|Nov 08, 2011 --
The Mobile Cyber Classroom
When community partners met in 2006 to discuss adult education opportunities for Grand Isle and neighboring towns, they came up with the idea of a mobile classroom.
Having no high school and little on-island adult education choices available to many residents were going off-island for training. Community partners came up with the idea of a mobile classroom as a possible solution. The idea became more compelling as they realized the benefits it could bring to many community businesses and neighboring towns.
Lake Champlain Islands Chamber of Commerce, along with the expertise and abilities of Adult Educator, Darcy Coates, Director of CyberCottage, a computer and internet training organization in Grand Isle, VT, worked together to evolve the mobile classroom idea into a reality.
Most people, when they think of a mobile classroom envision a bus or some other modified vehicle, such as a mobile library that travels from place-to-place to deliver it’s wares. The mobile classroom, which is really a large rolling case that can hold seven wireless capable laptops, a mobile hub, and a notebook (a device designed specifically for internet use), and still fit in a car trunk, is used to transport equipment to the learning group.

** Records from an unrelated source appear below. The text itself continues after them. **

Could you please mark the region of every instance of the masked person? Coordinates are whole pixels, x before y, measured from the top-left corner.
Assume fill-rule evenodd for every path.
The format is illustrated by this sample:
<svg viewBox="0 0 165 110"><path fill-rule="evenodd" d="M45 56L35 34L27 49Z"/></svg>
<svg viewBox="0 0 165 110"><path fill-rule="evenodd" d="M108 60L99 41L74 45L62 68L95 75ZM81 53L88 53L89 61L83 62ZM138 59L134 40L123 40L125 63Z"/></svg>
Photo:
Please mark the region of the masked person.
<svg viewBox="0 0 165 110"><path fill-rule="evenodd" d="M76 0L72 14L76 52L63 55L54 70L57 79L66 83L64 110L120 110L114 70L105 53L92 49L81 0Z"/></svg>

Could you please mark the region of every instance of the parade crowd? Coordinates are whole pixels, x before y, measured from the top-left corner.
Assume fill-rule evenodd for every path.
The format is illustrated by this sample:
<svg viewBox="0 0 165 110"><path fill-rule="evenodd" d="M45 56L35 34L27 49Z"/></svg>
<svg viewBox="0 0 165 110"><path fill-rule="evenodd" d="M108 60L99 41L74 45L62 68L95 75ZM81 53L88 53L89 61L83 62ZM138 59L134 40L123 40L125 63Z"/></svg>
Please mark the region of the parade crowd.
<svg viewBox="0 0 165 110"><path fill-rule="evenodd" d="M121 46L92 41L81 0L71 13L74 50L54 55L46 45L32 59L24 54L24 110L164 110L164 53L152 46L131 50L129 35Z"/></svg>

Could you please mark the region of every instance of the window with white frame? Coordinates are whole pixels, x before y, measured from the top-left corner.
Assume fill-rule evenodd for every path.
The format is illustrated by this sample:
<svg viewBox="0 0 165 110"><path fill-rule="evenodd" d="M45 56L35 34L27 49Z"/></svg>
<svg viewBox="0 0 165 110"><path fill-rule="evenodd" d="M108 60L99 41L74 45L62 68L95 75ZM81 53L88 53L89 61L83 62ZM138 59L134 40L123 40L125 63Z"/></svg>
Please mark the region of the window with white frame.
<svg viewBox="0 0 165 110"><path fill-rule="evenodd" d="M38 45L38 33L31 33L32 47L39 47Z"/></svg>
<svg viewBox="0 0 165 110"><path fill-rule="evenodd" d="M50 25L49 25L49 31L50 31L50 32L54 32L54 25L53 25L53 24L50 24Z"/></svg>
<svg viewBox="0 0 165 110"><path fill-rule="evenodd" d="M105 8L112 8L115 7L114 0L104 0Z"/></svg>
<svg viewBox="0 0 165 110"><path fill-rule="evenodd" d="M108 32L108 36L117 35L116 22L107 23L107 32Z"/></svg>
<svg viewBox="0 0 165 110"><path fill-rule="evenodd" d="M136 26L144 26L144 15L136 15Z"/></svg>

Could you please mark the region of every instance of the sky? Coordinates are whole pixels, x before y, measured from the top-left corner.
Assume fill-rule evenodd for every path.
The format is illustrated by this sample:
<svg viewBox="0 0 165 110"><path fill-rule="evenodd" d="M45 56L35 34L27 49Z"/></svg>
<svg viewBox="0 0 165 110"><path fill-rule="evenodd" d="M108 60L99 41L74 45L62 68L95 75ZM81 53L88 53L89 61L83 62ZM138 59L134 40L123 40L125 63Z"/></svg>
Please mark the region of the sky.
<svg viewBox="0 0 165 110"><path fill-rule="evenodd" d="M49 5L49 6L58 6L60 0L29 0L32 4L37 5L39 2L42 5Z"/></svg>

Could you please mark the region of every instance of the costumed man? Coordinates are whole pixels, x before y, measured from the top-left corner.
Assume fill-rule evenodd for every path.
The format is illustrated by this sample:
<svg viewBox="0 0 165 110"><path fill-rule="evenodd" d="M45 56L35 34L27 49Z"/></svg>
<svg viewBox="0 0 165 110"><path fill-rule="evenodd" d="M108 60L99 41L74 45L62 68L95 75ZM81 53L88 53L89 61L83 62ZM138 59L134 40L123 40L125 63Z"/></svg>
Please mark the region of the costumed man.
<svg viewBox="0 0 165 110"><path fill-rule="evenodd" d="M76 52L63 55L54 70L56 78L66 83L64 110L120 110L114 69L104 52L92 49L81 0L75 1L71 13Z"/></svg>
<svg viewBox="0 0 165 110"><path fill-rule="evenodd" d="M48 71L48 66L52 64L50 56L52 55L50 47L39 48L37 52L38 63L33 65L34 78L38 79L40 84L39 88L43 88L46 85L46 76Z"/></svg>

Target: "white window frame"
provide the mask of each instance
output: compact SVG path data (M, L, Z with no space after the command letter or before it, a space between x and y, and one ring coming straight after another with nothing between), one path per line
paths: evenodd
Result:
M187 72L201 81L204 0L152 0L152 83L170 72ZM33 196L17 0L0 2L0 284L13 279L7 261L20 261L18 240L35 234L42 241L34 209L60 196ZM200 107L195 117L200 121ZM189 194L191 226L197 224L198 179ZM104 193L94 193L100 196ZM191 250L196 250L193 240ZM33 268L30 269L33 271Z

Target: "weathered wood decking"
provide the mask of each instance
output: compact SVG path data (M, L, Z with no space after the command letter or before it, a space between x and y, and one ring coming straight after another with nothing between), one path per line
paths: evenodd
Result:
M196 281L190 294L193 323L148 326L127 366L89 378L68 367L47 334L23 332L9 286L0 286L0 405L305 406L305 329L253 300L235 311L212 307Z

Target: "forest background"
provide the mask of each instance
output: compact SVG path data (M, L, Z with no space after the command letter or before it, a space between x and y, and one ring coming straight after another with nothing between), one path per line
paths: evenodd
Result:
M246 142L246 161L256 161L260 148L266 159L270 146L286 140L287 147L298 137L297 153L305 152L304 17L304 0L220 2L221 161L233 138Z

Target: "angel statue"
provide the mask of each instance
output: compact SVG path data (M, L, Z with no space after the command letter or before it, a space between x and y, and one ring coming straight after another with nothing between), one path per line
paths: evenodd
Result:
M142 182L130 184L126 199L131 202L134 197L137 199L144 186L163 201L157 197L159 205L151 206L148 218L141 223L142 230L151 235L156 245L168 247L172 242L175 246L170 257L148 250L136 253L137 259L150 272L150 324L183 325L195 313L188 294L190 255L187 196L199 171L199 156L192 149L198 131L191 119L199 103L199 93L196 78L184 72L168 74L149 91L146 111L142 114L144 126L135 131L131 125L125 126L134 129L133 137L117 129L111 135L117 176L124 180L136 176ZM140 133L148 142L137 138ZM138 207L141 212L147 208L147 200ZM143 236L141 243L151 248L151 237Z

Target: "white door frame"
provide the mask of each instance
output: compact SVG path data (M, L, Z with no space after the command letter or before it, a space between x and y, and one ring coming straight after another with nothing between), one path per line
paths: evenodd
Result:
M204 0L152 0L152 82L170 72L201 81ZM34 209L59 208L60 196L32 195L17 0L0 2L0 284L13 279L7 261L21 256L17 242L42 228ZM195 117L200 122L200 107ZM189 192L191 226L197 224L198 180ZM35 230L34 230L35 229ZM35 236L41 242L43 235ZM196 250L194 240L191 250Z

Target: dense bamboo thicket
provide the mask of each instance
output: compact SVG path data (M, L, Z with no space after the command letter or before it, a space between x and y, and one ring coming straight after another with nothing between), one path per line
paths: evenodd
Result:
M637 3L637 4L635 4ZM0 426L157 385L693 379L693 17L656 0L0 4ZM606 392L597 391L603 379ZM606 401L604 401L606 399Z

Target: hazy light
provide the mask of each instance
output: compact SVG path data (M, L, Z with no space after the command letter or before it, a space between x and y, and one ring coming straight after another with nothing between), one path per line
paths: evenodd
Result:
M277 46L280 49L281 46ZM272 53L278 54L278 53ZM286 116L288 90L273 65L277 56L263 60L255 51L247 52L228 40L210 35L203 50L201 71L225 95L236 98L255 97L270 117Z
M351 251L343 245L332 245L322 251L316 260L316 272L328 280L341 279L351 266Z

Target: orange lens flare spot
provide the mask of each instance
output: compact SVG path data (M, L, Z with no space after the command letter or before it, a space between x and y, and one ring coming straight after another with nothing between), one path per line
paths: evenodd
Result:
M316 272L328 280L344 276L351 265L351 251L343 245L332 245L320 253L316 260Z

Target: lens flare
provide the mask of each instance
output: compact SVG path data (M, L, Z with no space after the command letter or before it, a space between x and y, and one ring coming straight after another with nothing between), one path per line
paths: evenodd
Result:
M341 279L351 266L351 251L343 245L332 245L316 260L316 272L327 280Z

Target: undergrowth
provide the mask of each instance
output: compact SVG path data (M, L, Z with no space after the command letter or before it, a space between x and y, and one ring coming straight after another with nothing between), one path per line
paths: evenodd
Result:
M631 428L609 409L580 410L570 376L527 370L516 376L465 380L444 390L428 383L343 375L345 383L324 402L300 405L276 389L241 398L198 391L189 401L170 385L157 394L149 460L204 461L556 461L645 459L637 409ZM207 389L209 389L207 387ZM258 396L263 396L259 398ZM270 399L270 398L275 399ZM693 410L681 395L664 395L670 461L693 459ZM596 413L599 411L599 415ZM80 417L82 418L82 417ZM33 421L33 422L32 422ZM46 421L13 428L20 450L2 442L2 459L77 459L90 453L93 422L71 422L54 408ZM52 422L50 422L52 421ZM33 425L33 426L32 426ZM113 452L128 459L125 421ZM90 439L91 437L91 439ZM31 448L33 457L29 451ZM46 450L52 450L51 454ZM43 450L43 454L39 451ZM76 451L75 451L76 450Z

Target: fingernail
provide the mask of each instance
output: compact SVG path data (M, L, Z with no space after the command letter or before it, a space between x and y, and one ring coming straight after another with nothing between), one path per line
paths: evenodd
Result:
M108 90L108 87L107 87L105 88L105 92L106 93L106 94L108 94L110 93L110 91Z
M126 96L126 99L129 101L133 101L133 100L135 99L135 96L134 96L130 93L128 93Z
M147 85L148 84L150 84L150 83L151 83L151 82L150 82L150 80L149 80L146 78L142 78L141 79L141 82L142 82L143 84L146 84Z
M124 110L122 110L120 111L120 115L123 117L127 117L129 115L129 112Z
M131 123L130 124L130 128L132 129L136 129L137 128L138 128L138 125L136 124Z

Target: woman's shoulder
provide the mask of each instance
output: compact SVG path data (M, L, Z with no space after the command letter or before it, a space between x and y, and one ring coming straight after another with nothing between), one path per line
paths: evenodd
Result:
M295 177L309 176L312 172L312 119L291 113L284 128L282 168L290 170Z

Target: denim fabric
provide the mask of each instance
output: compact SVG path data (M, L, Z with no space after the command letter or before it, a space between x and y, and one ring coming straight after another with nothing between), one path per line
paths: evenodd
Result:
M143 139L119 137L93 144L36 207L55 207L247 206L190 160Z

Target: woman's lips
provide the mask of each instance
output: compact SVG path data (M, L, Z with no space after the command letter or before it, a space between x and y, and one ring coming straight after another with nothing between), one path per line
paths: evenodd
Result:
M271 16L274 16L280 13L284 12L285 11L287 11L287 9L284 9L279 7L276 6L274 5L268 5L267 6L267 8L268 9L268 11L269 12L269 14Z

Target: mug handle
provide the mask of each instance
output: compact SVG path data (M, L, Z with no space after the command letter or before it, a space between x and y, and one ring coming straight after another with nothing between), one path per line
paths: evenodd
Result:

Students can also enroll for training at the CyberCottage classroom located at the Grand Isle Industrial Park.
Darcy partnered with the Lake Champlain Islands Chamber of Commerce to develop the mobile classroom and curriculum offerings. The Lake Champlain Islands Chamber of Commerce’s Executive Director, Ruth Wallman, pursued the financing needed for the mobile lab. With a $29,788 Rural Business Enterprise Grant from USDA Rural development and funding from other partners, the mobile classroom launched its new mobile classroom with an open house ceremony.
Attending the ceremony was David Gardner, a South Hero, VT resident and a student at Cyber- Cottage. Mr. Gardner, disabled from a work related injury, can no longer work in his trade as a pipefitter. With little computer skills, he is participating in the training programs to build his computer and internet skills in an effort to become self-employed. With limited mobility, the skills David gains from this local resource, will allow him to work from home. During the open house ceremony, Mr. Gardner shared with the group his admiration for the instructor, Darcy Coates, and how the training opportunities at CyberCottage has helped him to pull himself up from an otherwise down and out situation created by his injury. He looks forward to his upcoming October class.
Laptops, on their ergonomic stands, in the CyberCottage classroom. Darcy Coates, demonstrates how laptops are packed into the multiple laptop travel case. Also attending the open house, was Catherine Jette. Catherine works for the State of Vermont’s Reach Up Program. She attended the event to see, first hand, the set-up. Ms. Jette will work closely with the CyberCottage, referring Reach Up participants to the courses offered at the CyberCottage classroom or through the mobile-classroom.
The creation of the mobile classroom will not only help Grand Isle county residents become more qualified for employment by developing or expanding their computer skills, it is creating employment for instructors. A portion of the USDA Rural Development RBEG funds will be used to pay instructor fees. Currently, four instructors, paid by the class, are lined up to train participants on web design, internet use, and basic email skills. One of the instructors, Teri Geney, proprietor of WordCraft Marketing Communications, helped design the CyberCottage logo and to market the mobile classroom program. Teri will be teaching web-design from the mobile classroom. Teri said she has volunteered her services numerous times to the Lake Champlain Islands Chamber of Commerce members. Although work is volunteer, the exposure creates employment opportunities in the long run. Sometimes it takes a while for someone she provided training to, but when the time comes they need the skills or assistance she offered free through the Chamber, they come to her.
The goal of CyberCottage and the Chamber was to have at least 300 class hours scheduled. At 110% enrollment, the program has exceeded that goal, with participants enrolled in one or more classes. Partnering with the Vermont Student Assistance Corporation (VSAC), eligible participants can take computer training and other courses for free with a VSAC non Degree grant.
“USDA Rural Development looks at ways to pull projects together, allowing communities to build stronger projects.” said David Robinson, USDA Rural Development’s Business Program Director. “The regional approach to problem solving and economic development demonstrated by Lake Champlain Islands Chamber of Commerce, VSAC, and CyberCottage, has done this.”
What is next for the mobile classroom? LCICC will now start working with local businesses to determine how CyberCottage can work with them to train meet their employees computer training needs on-site using the mobile classroom.